Lekker in een salade, nodig voor het maken van pesto en peperduur: we hebben het natuurlijk over de pijnboompit. Maar weet je eigenlijk wel waar die pit vandaan komt? Nee? Dat wordt dan tijd.
Het is wat je noemt een ‘nootgeval’.
Pijnboompit
Een eikel komt van een eik, een kastanje van een kastanjeboom en een pijnboompit van een pijnboom. Voor wie nu denkt: huh? Een pijnboom? Snappen we. Dat is een ander woord voor den. Dennenpit was dus best makkelijk geweest. Of beter gezegd: een dennenappelpit. Pijnboomappel, ook nog een optie.
Afijn, we kennen natuurlijk allemaal de dennenappel. Wat niet iedereen weet, is dat pijnboompitten de zaden uit dennenappels zijn. Ja, echt. Ze zitten verstopt tussen de schubben van de dennenappel.
En dat verklaart dan ook meteen de flinke prijs voor een zakje pijnboompitten. Zo kost 80 gram van de nootjes in de supermarkt rond de 5,49 euro. Niet weinig, maar wel te verklaren. Allereerst omdat wij de pitten uit China halen. Daarnaast worden alle dennenappels met de hand uit het bos geraapt, en handwerk kost nou eenmaal meer.
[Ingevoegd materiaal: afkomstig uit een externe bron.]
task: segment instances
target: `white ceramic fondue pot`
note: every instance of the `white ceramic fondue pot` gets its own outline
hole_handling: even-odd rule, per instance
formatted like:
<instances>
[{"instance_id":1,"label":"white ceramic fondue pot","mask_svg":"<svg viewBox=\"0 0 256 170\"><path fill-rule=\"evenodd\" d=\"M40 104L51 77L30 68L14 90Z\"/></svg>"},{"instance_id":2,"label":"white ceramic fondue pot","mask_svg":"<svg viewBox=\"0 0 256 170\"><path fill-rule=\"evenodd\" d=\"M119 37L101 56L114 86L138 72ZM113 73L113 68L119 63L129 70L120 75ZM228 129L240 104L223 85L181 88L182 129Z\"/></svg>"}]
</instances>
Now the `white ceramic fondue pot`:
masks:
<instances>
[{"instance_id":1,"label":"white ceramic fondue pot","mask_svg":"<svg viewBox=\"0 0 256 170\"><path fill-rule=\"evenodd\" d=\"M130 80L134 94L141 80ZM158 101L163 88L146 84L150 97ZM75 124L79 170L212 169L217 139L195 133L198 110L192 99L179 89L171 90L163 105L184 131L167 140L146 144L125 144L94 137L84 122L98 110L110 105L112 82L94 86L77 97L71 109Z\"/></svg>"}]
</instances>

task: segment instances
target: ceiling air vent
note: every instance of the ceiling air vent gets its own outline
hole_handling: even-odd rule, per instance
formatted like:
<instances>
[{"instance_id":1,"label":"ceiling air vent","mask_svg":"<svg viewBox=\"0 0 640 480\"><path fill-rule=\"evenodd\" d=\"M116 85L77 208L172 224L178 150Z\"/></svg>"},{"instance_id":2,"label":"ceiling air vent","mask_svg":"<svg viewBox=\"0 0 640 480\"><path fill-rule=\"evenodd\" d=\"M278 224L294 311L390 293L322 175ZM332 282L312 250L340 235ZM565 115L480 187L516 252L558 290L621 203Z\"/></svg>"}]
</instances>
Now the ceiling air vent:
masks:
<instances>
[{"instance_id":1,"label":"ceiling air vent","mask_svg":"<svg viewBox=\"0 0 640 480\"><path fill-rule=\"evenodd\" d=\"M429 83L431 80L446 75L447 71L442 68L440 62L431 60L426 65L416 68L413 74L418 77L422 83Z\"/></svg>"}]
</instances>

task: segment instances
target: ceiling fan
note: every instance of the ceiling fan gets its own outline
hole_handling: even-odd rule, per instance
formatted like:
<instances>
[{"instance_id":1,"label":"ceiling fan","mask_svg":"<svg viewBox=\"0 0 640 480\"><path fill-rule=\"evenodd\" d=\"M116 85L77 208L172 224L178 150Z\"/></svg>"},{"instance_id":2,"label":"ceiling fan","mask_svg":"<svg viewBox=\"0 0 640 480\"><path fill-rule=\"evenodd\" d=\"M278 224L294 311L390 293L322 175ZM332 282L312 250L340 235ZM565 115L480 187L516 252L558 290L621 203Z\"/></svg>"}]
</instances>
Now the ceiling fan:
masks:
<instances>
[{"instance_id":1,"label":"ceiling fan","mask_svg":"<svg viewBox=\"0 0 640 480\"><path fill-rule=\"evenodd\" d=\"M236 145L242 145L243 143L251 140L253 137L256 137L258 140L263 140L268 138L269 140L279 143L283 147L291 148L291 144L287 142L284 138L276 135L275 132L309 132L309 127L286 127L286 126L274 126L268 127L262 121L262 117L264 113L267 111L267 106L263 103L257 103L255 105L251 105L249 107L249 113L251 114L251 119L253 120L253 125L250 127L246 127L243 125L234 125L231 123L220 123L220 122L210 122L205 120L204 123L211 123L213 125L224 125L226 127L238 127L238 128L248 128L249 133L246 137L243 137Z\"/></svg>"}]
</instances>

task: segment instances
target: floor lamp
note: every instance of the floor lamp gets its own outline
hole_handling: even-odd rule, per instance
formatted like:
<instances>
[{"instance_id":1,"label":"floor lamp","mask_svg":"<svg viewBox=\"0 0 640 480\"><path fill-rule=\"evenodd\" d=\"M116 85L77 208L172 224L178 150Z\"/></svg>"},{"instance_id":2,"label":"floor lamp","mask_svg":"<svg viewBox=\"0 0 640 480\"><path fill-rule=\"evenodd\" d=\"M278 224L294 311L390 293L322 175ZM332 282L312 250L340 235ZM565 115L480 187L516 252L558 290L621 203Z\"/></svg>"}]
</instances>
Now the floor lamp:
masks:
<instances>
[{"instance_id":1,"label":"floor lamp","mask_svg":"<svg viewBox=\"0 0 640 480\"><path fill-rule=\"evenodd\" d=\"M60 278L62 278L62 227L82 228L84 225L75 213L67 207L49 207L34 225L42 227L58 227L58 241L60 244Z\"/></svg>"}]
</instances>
Voor degenen die nu naar het bos zijn gerend en al lezend dennenappels aan het schudden zijn: stop maar. Zo werkt het niet. Naast dat de meeste dennenappels in de zomer vallen – maar ook nu vindt de oplettende kijker de kegelvrucht in het bos – moeten de dennenappels eerst goed drogen voordat de pijnboompitten eruit komen. Wellicht het proberen waard. Scheelt weer een bezoek aan de supermarkt én een aantal euro’s.